I’ve been working for 20 years, in a monogamous relationship for 15 (well, including two short breakups) and have been managing (and getting feedback from) various employees, freelancers and independent contractors for 6 (well, kinda 10) years. That is a lot of mistakes, lessons learned and things that I must have done right. So I started writing a post about giving advise to my 25-year-old self and that post went on for like 15 pages, so I figured it would be much better as some individual posts and then you all can weigh in.

Let’s start with a mistake that I made.

I started working at Jonathan Adler when I was 23. I think I made 22K a year so I bartended at night to help pay those bills. I was a pretty darn good shop girl – as you can probably imagine really friendly, helpful, maybe jarringly so, in New York. Everyone was constantly like ‘Are you from the Mid-West? and I would say, ‘No, Oregon’ and they’d say ‘Yea … the midwest’. Anyway, after about a year I got overlooked for an assistant management position and I was pretty bummed. But I realized it was probably not for me which made me question if retail was for me anyway and as I started to pin point what I loved about the job and realized that it had very little to do with working my way up in retail. So I started assistant styling and still bartending and cut back hours at JA to just part-time. I should have just quit, but quitting is uncomfortable especially when you aren’t sure how consistent the other stuff is.

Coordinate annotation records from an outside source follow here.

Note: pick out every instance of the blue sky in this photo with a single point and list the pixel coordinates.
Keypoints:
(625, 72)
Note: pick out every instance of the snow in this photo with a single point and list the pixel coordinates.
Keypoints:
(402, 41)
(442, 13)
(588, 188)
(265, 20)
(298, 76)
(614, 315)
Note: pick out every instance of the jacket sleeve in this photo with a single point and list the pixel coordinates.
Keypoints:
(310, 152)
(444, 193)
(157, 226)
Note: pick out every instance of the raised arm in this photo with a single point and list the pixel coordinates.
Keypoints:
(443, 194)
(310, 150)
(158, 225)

Meanwhile my heart wasn’t in it so I started slacking. While I was there I was still good, but definitely not as good and on Sundays after a late night bartending then going to after hours parties, I would be often late for my 11am shift. I would apologize and I got a talking to a couple of times in nice ways. Again, I should have just quit! But the following Sunday I slept in, like past 11 and when I woke up at 12 I was like Oh sh*t. I called them and made some excuse about the subway which was SOOOO stupid and such an obvious lie. When I got to work Ginny, the manager who I was actually pretty close with despite our 10 year age difference pulled me aside and said something like ‘You aren’t into it anymore. Are you sure you want to be here?’. I realized that she was kinda asking me to quit because she didn’t want to fire me. So I said ‘No’ and apologized profusely for lying and gave my 2 week notice. The last two weeks I worked really hard to make it up to them. The only reason that I didn’t burn a bridge was because I apologized profusely and because I was 24. But I certainly left on a not so good note and it was awkward going in the store to rent things for the next couple years.

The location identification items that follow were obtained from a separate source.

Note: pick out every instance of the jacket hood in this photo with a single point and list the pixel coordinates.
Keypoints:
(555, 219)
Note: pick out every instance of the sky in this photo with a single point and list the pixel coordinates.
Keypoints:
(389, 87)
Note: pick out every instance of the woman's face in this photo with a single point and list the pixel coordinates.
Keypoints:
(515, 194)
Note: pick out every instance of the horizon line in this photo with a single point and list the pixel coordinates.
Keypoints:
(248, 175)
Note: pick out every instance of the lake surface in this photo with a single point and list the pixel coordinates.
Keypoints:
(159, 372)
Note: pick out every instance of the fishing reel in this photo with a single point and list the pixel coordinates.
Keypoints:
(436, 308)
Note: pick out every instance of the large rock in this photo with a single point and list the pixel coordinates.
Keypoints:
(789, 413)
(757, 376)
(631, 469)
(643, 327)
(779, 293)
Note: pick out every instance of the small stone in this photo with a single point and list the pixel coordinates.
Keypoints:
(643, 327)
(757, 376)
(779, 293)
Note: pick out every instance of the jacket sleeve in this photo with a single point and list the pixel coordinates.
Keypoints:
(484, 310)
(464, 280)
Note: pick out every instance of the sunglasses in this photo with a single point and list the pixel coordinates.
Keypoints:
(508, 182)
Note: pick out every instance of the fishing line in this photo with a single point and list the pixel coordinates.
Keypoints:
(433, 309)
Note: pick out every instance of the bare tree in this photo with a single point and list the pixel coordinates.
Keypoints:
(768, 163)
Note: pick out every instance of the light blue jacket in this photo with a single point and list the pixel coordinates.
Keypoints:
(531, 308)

Since having people work for me I’ve been able to see the signs that people were ready to move on, do their own thing, be their own boss and its been at times really frustrating to watch. I can see them slacking, not doing their best, not really caring and just going through the motions. It always ends up fine, but the longer you/they carry on with that behavior the trickier it is to recommend them and be a really good reference for them. In a lot of ways when you leave on a bad note or burn a bridge (especially when you previously worked really hard) you are robbing yourself of someone who will go to bat for you to help you in the future. Every employer you have can be that angel that can help find you your dream job, so every time you taint or squander that relationship you are just hurting yourself.

When you are over it, ask for what you want – what would really make you stay – and if it’s not a possibility then its ok to move on instead of driving the experience and relationship into the ground. Most bosses would much prefer this over what I did – the ‘over time slack off and resort to bad excuses and lies’. That is good for no one.

The only time that I think it can get tricky is when you are mid-project, but then what I’d do is tell them how you are feeling and ask for what you’d want to keep you there after the project and if they can’t meet those needs then work so hard, kill that last project and move on gracefully. Don’t let the last few months of a job negate the previous years of working hard.

So, that’s my first piece of advise that I would give myself if I could go back to be 25. Anyone have experience that can attest to this either way?